TK & Partners led the round, with Mesa Verde Venture Partners, The National Foundation for Cancer Research, Asian Fund for Cancer Research, and Bootstrap Ventures all leaning in. Oversubscribed too, which is investor-speak for we tried to keep it tight and the room kept getting crowded anyway. Smart money tends to recognize when physics meets software in a way that actually changes outcomes.

Credit where it is due. Rick Fultz steering as CEO, Ludmil B. Alexandrov, Ph.D. building as CTO and co-founder, and Magda Marquet, Ph.D. as co-founder bringing that pattern recognition you only get from living through multiple cycles. Add Feng Cao, Ph.D. as COO, and you start to see the architecture behind the ambition. This is not a science project. This is a system.

The play here is subtle but sharp. Nearly 100 precision oncology therapies exist, yet fewer than 1 in 20 patients receive them. That gap is not a science problem, it is an access problem disguised as complexity. Acurion is betting that if you make insight instantaneous and embed it into workflows that already exist, adoption stops being a fight and starts being inevitable.

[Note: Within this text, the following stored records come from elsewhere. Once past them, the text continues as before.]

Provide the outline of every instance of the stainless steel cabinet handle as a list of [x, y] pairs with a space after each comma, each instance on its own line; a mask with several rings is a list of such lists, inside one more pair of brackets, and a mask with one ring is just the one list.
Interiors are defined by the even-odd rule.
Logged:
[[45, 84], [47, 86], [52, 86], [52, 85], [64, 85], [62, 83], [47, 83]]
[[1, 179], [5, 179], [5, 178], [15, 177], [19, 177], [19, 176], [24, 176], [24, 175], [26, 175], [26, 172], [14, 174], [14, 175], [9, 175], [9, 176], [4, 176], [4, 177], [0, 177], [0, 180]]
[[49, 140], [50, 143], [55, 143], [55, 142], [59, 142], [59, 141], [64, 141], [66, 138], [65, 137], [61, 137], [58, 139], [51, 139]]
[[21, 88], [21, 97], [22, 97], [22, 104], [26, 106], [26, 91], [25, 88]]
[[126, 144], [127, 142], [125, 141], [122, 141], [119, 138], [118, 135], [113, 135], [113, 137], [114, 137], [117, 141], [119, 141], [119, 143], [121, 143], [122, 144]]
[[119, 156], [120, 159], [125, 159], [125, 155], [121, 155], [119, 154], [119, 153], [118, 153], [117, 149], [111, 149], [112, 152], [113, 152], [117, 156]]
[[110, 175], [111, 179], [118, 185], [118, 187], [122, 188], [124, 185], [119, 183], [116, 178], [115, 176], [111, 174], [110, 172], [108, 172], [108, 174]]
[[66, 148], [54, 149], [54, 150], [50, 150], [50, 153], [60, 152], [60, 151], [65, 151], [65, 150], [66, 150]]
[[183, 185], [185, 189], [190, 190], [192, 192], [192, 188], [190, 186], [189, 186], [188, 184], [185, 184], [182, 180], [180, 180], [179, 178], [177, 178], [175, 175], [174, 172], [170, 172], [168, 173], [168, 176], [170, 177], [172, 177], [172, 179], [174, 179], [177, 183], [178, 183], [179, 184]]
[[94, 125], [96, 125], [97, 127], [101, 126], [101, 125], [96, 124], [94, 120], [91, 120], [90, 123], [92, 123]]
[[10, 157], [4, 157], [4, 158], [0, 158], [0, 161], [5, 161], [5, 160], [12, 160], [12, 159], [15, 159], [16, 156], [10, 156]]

OncoGaze does not ask clinicians to change behavior. It meets them where they already are, inside standard pathology. That is the kind of restraint that wins markets. Not louder. Not flashier. Just friction removed at exactly the right moment.

This capital goes toward clinical validation, platform development, and the unglamorous but essential march toward regulatory readiness and commercialization. Translation: turning something impressive into something indispensable. There is a rhythm to breakthroughs like this. First the science whispers. Then the data starts to hum. Then capital shows up, not to gamble, but to accelerate what already feels inevitable.